What began as a superficial conceit became a more serious investigation when Stevens and De Augustine scheduled a month-long sabbatical in upstate New York to work together in a friend’s cabin. Their method was simple: watch films at night, sketch songs in the morning. They wrote in tandem—one person writing a verse, the other a chorus, churning out chord progressions and lyrical tapestries willy-nilly, often finishing each other’s sentences in the process. Rigorous editing and rewriting ensued. The results are less a “cinematic exegesis” and more a “rambling philosophical inquiry” that allows the songs to free-associate at will. Plot-points, scene summaries, and leading characters are often displaced by esoteric interpolations that ask the bigger question: what does it mean to be human in a broken world?
Stevens and De Augustine wrote everything with a deliberate sense of shoshin—the Zen Buddhist concept for which the record is named and an idea that empowered the pair to look for and write about unlikely inspiration without preconceived notions of what a film had to say. (The I-Ching and Brian Eno’s Oblique Strategies also served as incentives along the way.) The movies became rhetorical prompts in a meta-textual game of broken telephone, with the songwriters letting their distinct reactions and creative instincts govern their process. The underlying objective was empathy and openness, absent of judgment: to observe what is pure and good—or seemingly dark and villainous—with the eyes of a child.
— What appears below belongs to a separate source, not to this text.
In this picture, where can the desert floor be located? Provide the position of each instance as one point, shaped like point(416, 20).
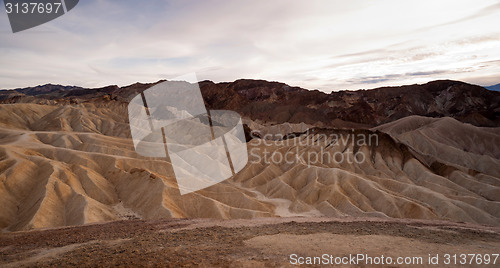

In Ghana during the late ’80s, a novel “mobile cinema” culture emerged when enterprising film fans screened Hollywood blockbusters in the backs of pick-up trucks using portable generators. To advertise the movies, Ghanaian artists painted alternate posters, inspired only by the scant information they had about each film. A pioneer of this form—Daniel Anum Jasper—was commissioned by Stevens and De Augustine to paint a series of new works for A Beginner’s Mind (including covers for three 7-inch singles). Information about the project was deliberately kept vague so that Mr. Jasper could work without restraint. Mythical deities and monsters, zombies, skydivers and a celebrated American director (Jonathan Demme, to whom the album is dedicated) were submitted as visual cues. The resulting paintings are a graphic simulacrum for the same sense of wonder, wordplay, and intrigue that shape A Beginner’s Mind. By transforming old films into vital new songs (with new imagery), Stevens and De Augustine ask us to consider ourselves (and the world around us) from a previously unconsidered vantage point—a new way of seeing and hearing—an exercise that’s as necessary and relevant now as it’s ever been.